Ryan Cooper’s article from the May/June issue of the Monthly about would-be “conservative reformers” continues to help spur discussion, per this long, defensive NRO post by one of that tribe, Avik Roy.
Another set of progressive critics makes the case that, because conservative reform doesn’t represent a policy break from traditional conservative thinking, that it’s just a big marketing ploy to sell the conservative brand to swing voters. “In practice it will likely be more gestural than substantive,” writes Mike Konczal. Ryan Cooper calls the reformist approach “timid . . . so far,” with an over-emphasis on “messaging” rather than policy reform.
In seeking to rebut this criticism, Roy proceeds to, well, sort of make Ryan’s case all over again:
Progressive critics have focused on the fact that conservative reformers and traditional conservatives agree on policy. But they’ve missed this important philosophical difference between the liberty- and opportunity-oriented conservatives. The reason this philosophical difference matters is because it leads not to different policies, but different policy priorities.
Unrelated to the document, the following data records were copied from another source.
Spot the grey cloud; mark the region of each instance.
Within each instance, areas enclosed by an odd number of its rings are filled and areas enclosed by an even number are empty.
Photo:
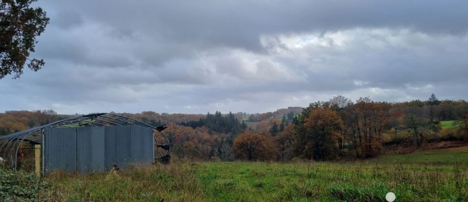
[[[464,2],[39,4],[52,19],[33,56],[46,65],[0,80],[0,110],[257,112],[338,94],[468,98]]]

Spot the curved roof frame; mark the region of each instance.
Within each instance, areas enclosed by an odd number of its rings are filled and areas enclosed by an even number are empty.
[[[156,138],[156,134],[154,136],[155,143],[156,145],[155,148],[157,149],[158,157],[170,155],[171,149],[170,147],[169,147],[169,139],[161,129],[136,119],[120,114],[111,113],[94,113],[69,118],[0,137],[0,157],[3,158],[4,162],[5,160],[8,159],[6,163],[16,170],[18,166],[18,154],[20,146],[24,141],[36,144],[41,144],[42,135],[44,129],[46,128],[96,127],[123,125],[139,125],[156,130],[160,133],[159,140]],[[157,147],[163,145],[167,145],[169,149],[163,151],[161,149],[163,147]]]

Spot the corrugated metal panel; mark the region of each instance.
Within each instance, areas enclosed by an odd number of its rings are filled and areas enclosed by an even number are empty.
[[[114,164],[119,168],[128,167],[130,159],[130,127],[106,127],[106,168],[109,170]]]
[[[81,127],[77,129],[78,170],[81,173],[104,172],[105,129]]]
[[[131,159],[134,164],[148,164],[154,161],[153,129],[139,126],[131,129]]]
[[[47,129],[45,169],[90,173],[154,161],[153,129],[139,126]],[[46,173],[47,174],[47,173]]]
[[[46,174],[77,169],[77,132],[75,128],[48,128],[42,136],[43,163]]]

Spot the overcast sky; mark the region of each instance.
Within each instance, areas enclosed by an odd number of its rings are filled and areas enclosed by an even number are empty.
[[[468,99],[468,1],[39,0],[0,111],[264,112],[342,94]]]

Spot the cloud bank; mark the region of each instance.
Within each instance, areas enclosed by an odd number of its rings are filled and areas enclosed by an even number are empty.
[[[46,64],[0,110],[261,112],[337,94],[468,99],[468,3],[39,0]]]

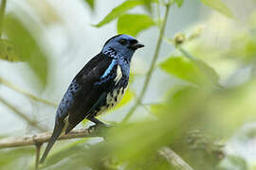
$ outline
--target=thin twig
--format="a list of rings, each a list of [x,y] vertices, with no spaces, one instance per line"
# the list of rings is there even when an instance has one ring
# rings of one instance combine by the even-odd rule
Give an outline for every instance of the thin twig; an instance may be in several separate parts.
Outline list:
[[[57,104],[56,103],[47,101],[47,100],[46,100],[44,98],[37,97],[34,94],[32,94],[28,93],[28,92],[24,91],[23,89],[15,86],[14,84],[12,84],[12,83],[5,80],[2,77],[0,77],[0,83],[3,84],[3,85],[5,85],[5,86],[7,86],[7,87],[9,87],[9,89],[12,89],[13,91],[16,91],[16,92],[18,92],[18,93],[20,93],[20,94],[24,94],[24,95],[26,95],[26,96],[33,99],[33,100],[35,100],[35,101],[38,101],[38,102],[41,102],[41,103],[44,103],[44,104],[46,104],[46,105],[49,105],[49,106],[57,107]]]
[[[158,153],[177,170],[193,170],[183,159],[181,159],[175,152],[167,146],[164,146],[158,150]]]
[[[6,7],[7,7],[7,0],[2,0],[1,1],[1,9],[0,9],[0,38],[2,37],[2,32],[3,32],[3,25],[4,25],[4,15],[6,11]]]
[[[39,170],[39,159],[40,159],[40,149],[41,149],[42,144],[36,144],[36,160],[35,160],[35,170]]]
[[[164,21],[163,21],[163,24],[162,24],[161,28],[160,28],[160,33],[159,33],[158,41],[157,41],[157,43],[156,43],[155,51],[155,54],[154,54],[154,57],[153,57],[153,60],[151,62],[150,70],[147,73],[146,79],[145,79],[142,91],[141,91],[141,93],[140,93],[135,106],[126,114],[126,116],[124,117],[122,122],[126,122],[133,115],[134,111],[139,106],[139,104],[141,103],[141,101],[142,101],[142,99],[143,99],[143,97],[145,95],[145,93],[147,91],[149,82],[150,82],[151,77],[152,77],[153,71],[155,69],[156,60],[157,60],[158,55],[159,55],[161,43],[162,43],[162,41],[163,41],[163,35],[164,35],[165,27],[166,27],[166,23],[167,23],[167,19],[168,19],[169,9],[170,9],[170,4],[167,4],[166,5],[165,15],[164,15]]]
[[[35,135],[27,135],[25,137],[12,137],[0,140],[0,148],[19,147],[26,145],[35,145],[48,142],[51,132],[38,133]],[[66,135],[61,135],[58,140],[67,140],[84,137],[101,137],[98,130],[90,128],[80,128],[70,131]]]
[[[25,113],[19,111],[14,106],[10,105],[8,101],[6,101],[4,98],[0,97],[0,102],[9,107],[15,114],[20,116],[22,119],[24,119],[27,124],[31,127],[36,128],[37,129],[41,131],[46,131],[46,128],[41,127],[38,125],[38,122],[36,120],[31,120],[27,115]]]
What this turns out to mean is that while conventional conservatives obsess about tax rates, “reformers” look more at social policy:
[F]or the black mother who can’t convince a doctor to accept her Medicaid insurance, whose children are enrolled in failing urban schools, reducing tax rates can only be a part of the solution.
For these reasons, many of the conservative reformers have invested their energies in education and health-care reform, and in the fiscal reforms that make such reform possible
That sounds semi-plausible, if you understand that Roy is already conceding the actual proposals of “reformers” on non-tax as well as tax issues are largely indistinguishable from the folks they want to “reform.”
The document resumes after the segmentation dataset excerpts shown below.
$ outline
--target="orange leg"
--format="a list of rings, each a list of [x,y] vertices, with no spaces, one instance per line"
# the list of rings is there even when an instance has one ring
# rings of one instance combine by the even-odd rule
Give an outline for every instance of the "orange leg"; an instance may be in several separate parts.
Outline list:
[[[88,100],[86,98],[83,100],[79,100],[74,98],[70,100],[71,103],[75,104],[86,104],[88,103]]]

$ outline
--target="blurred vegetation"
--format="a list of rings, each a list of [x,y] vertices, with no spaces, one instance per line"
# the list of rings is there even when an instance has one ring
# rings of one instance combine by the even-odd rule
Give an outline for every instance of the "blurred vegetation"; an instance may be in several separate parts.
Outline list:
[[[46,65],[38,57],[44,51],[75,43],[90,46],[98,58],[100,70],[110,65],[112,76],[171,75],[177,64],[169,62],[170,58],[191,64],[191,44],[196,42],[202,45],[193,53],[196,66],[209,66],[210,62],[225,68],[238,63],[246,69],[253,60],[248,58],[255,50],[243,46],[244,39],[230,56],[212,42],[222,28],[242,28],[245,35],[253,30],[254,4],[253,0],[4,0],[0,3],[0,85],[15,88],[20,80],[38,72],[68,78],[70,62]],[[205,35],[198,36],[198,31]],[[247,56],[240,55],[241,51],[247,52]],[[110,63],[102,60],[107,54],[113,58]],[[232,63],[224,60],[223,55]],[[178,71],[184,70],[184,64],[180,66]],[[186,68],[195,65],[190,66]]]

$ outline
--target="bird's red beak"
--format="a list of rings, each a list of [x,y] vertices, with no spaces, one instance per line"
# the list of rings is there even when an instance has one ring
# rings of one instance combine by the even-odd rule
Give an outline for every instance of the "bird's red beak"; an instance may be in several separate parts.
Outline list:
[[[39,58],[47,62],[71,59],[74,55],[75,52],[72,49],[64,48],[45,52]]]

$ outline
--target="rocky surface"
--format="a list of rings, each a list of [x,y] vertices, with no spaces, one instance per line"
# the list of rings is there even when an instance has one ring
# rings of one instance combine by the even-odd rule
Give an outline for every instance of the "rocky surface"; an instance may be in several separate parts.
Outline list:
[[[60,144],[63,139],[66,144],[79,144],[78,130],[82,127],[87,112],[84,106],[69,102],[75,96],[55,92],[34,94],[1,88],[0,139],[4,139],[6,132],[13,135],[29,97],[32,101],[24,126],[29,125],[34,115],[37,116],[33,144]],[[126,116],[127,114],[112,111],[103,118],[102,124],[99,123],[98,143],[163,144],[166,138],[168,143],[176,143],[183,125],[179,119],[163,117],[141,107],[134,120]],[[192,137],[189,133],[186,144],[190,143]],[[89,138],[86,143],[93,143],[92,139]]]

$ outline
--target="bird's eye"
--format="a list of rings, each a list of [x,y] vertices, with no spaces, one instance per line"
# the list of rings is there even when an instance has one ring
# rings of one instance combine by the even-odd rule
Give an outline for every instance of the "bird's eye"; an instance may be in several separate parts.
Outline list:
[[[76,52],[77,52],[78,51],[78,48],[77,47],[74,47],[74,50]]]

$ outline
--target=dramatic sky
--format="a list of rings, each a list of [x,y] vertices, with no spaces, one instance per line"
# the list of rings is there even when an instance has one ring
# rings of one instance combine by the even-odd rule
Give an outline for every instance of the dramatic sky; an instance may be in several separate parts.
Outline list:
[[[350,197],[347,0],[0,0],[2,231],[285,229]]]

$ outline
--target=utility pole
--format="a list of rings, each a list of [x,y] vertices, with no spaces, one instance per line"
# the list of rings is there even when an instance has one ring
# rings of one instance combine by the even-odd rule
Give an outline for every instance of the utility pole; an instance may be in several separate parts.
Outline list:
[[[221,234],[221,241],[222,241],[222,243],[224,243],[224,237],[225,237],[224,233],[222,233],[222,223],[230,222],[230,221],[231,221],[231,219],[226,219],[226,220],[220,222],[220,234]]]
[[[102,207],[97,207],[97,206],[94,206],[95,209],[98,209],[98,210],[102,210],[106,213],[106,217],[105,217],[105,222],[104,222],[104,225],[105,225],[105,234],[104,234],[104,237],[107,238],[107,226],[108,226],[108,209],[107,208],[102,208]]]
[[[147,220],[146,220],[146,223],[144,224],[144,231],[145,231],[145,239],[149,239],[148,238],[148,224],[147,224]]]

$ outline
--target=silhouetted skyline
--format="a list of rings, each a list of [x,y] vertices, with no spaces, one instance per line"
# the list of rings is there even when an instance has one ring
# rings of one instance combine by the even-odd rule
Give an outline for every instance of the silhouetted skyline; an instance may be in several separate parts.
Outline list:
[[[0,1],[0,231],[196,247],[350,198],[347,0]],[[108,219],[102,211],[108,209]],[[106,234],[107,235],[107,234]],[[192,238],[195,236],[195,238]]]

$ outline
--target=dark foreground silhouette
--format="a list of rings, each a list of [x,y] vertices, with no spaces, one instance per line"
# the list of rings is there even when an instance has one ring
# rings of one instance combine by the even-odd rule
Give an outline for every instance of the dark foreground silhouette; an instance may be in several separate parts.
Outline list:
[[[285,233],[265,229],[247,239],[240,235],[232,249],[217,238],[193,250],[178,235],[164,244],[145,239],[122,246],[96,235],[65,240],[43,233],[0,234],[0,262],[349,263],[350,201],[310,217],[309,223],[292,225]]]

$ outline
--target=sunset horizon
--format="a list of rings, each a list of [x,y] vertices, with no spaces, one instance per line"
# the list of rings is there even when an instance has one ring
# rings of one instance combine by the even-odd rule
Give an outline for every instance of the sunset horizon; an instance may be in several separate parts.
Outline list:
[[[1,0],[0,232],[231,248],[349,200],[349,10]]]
But in a separate take on Roy’s defense of “conservative reformers,” Ezra Klein exposes the essential emptiness of latter-day “compassionate conservative” social policy as reflected by one of its most prominent proponents:
On the Republican side, Rep. Paul Ryan (Wis.) has taken the lead in arguing that conservatives should focus on opportunity. But his approach largely consists of cuts to the safety net. The policies enshrined in his budget suggest that the poor are held back by the government spending too much money to cover the uninsured and too much money on food stamps and too much money on education and too much money on childhood nutrition and too much money on daycare.
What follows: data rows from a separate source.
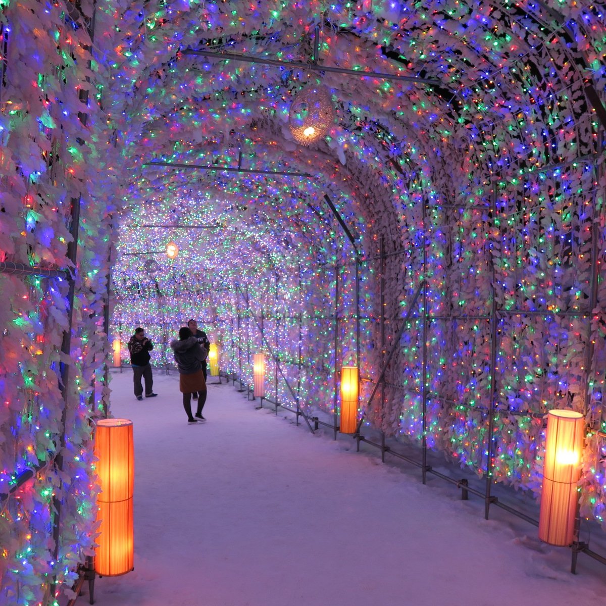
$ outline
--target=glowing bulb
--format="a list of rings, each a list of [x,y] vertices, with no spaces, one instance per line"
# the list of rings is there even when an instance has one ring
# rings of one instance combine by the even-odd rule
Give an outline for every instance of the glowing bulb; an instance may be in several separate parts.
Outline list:
[[[174,242],[169,242],[166,245],[166,256],[169,259],[175,259],[179,254],[179,247]]]

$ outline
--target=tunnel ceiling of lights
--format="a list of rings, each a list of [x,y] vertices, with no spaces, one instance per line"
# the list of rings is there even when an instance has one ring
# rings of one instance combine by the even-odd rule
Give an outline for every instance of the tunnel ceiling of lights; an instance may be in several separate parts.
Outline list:
[[[369,254],[402,239],[412,183],[486,204],[487,175],[594,153],[604,16],[582,4],[181,1],[98,18],[129,178],[116,278],[161,274],[169,241],[173,270],[221,279],[242,259],[253,274],[328,262],[348,245],[327,195]],[[290,110],[309,87],[334,119],[306,144]]]
[[[335,434],[357,365],[365,430],[488,491],[538,496],[543,418],[582,413],[604,527],[605,32],[587,0],[0,0],[11,603],[92,548],[108,362],[190,317]]]

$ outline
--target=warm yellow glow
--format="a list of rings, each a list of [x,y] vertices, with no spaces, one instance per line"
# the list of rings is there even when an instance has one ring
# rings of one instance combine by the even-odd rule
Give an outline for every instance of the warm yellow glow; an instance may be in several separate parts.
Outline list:
[[[119,367],[122,365],[122,361],[120,359],[120,339],[115,339],[112,344],[112,348],[113,350],[113,364],[114,366]]]
[[[580,454],[574,450],[561,448],[556,453],[556,462],[558,465],[576,465],[580,460]]]
[[[253,395],[255,398],[265,396],[265,354],[253,355]]]
[[[208,362],[210,364],[210,376],[219,376],[219,351],[216,343],[211,343],[208,349]]]
[[[344,366],[341,368],[341,433],[356,433],[358,385],[358,367]]]
[[[547,416],[539,538],[550,545],[574,540],[585,419],[572,410],[550,410]]]
[[[169,259],[175,259],[179,254],[179,247],[174,242],[169,242],[166,245],[166,256]]]
[[[101,492],[97,498],[100,521],[95,570],[102,576],[115,576],[132,570],[133,488],[135,460],[133,422],[106,419],[97,422],[95,464]]]

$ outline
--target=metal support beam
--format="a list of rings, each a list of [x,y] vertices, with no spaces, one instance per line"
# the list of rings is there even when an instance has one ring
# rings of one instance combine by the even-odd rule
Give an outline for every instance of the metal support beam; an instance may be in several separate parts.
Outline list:
[[[244,298],[244,301],[246,302],[246,307],[248,308],[248,311],[250,312],[250,301],[248,301],[248,293],[244,293],[242,291],[242,288],[240,287],[239,285],[236,284],[236,287],[238,288],[238,290],[240,291],[240,293],[241,293],[241,295],[242,296],[242,298]],[[249,317],[250,316],[250,315],[251,315],[249,313]],[[296,403],[296,404],[297,404],[297,408],[298,410],[299,409],[299,398],[297,397],[297,395],[295,393],[294,390],[293,390],[293,388],[290,387],[290,384],[288,383],[288,381],[286,378],[286,377],[284,376],[284,373],[282,371],[282,368],[280,366],[280,361],[278,359],[278,356],[276,355],[275,355],[273,353],[273,351],[271,350],[271,347],[269,344],[269,342],[268,342],[267,339],[265,338],[265,335],[263,334],[263,330],[262,330],[261,327],[259,325],[259,322],[257,322],[256,318],[255,318],[255,323],[257,325],[257,328],[259,329],[259,331],[261,333],[261,339],[262,339],[262,342],[265,344],[265,347],[267,348],[267,349],[269,351],[270,355],[271,356],[271,357],[273,358],[274,361],[275,361],[275,362],[276,362],[276,367],[278,369],[278,372],[279,372],[280,376],[282,377],[283,381],[284,381],[284,383],[286,385],[286,387],[288,387],[288,391],[290,392],[290,395],[293,396],[293,398],[294,399],[295,402]],[[250,339],[248,340],[248,341],[250,342]],[[301,416],[302,417],[303,417],[303,418],[305,419],[305,422],[307,424],[307,427],[309,428],[309,430],[312,433],[315,433],[314,431],[313,428],[311,427],[311,425],[310,424],[309,419],[307,418],[307,415],[305,415],[304,413],[301,412],[301,411],[299,411],[299,414],[301,415]]]
[[[212,50],[194,50],[186,48],[182,54],[188,56],[199,56],[219,59],[223,61],[243,61],[245,63],[260,63],[265,65],[276,65],[291,70],[299,68],[304,72],[330,72],[333,73],[345,74],[348,76],[358,76],[362,78],[378,78],[384,80],[399,80],[401,82],[418,82],[421,84],[430,84],[438,86],[442,83],[439,80],[432,78],[418,78],[416,76],[398,76],[396,74],[388,74],[382,72],[362,72],[361,70],[348,70],[344,67],[335,67],[332,65],[324,65],[316,63],[304,63],[302,61],[281,61],[266,57],[256,56],[251,55],[241,55],[239,53],[217,53]]]
[[[358,254],[358,248],[356,247],[356,242],[354,240],[353,236],[351,235],[351,232],[348,229],[347,226],[345,225],[345,221],[343,221],[343,218],[339,213],[339,211],[337,210],[335,205],[333,204],[332,200],[328,198],[328,194],[324,194],[324,199],[326,201],[326,204],[328,205],[328,207],[332,211],[333,215],[335,215],[336,220],[339,222],[339,224],[343,228],[343,231],[345,231],[345,235],[347,236],[349,241],[351,243],[351,245],[353,247],[353,250],[356,253],[356,256]]]
[[[223,225],[220,223],[216,223],[214,225],[153,225],[146,223],[145,225],[141,225],[142,227],[158,227],[158,228],[165,228],[167,229],[216,229],[218,227],[222,227]]]
[[[222,173],[227,171],[230,173],[245,173],[248,175],[285,175],[290,177],[311,177],[309,173],[289,172],[285,170],[257,170],[254,168],[234,168],[230,166],[214,166],[212,164],[182,164],[178,162],[163,162],[160,160],[153,160],[146,162],[144,166],[169,166],[175,168],[190,168],[192,170],[216,170]]]
[[[379,385],[381,385],[381,381],[382,381],[384,378],[385,377],[385,373],[389,366],[389,363],[391,361],[391,358],[393,357],[393,355],[396,353],[396,350],[399,347],[400,338],[402,336],[402,335],[404,331],[404,329],[406,328],[406,322],[408,322],[410,316],[412,315],[413,309],[417,302],[417,299],[419,298],[419,295],[421,294],[421,290],[423,289],[425,279],[422,279],[421,282],[419,283],[419,285],[417,287],[416,290],[415,291],[415,294],[413,296],[412,301],[410,302],[410,305],[408,307],[408,310],[406,312],[406,315],[402,319],[402,325],[400,327],[400,330],[398,331],[398,334],[396,335],[396,337],[393,340],[393,345],[391,346],[391,349],[390,350],[389,353],[387,355],[387,357],[385,358],[385,362],[383,363],[383,368],[381,369],[381,374],[379,375],[379,378],[375,384],[375,387],[373,388],[373,391],[370,394],[370,397],[368,398],[368,402],[366,403],[365,410],[368,410],[368,407],[370,405],[370,403],[373,401],[375,394],[376,393],[377,390],[379,388]],[[362,427],[362,424],[364,422],[364,415],[362,415],[360,420],[358,422],[358,426],[356,428],[356,435],[360,433],[360,428]]]
[[[0,273],[10,273],[16,276],[39,276],[41,278],[59,278],[69,280],[72,278],[69,271],[65,270],[37,267],[25,265],[24,263],[13,263],[12,261],[0,261]]]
This may be a bit unfair to Roy, since he appears to favor some more positive (if dubiously valuable) efforts aimed at po’ folks, like school vouchers. But Roy, like most “conservative reformers,” really protests too much: the scant differences between unreformed and reformed conservatives lead to the strong suspicion the latter are kept around mainly to provide cover for the former. The last big social policy fight among Republicans involving the poor that I can recall was back in 1999, when George W. Bush rebuked Tom DeLay and House Republicans for promoting a delay in Earned Income Tax Credit payments as a spending-reduction device. Nowadays the real novelty is finding a Republican willing to defend the existence of the EITC. So there’s a mighty low threshold for exhibiting greater compassion for the poor among conservatives, and accordingly, a very low threshold for what qualifies as “reform.”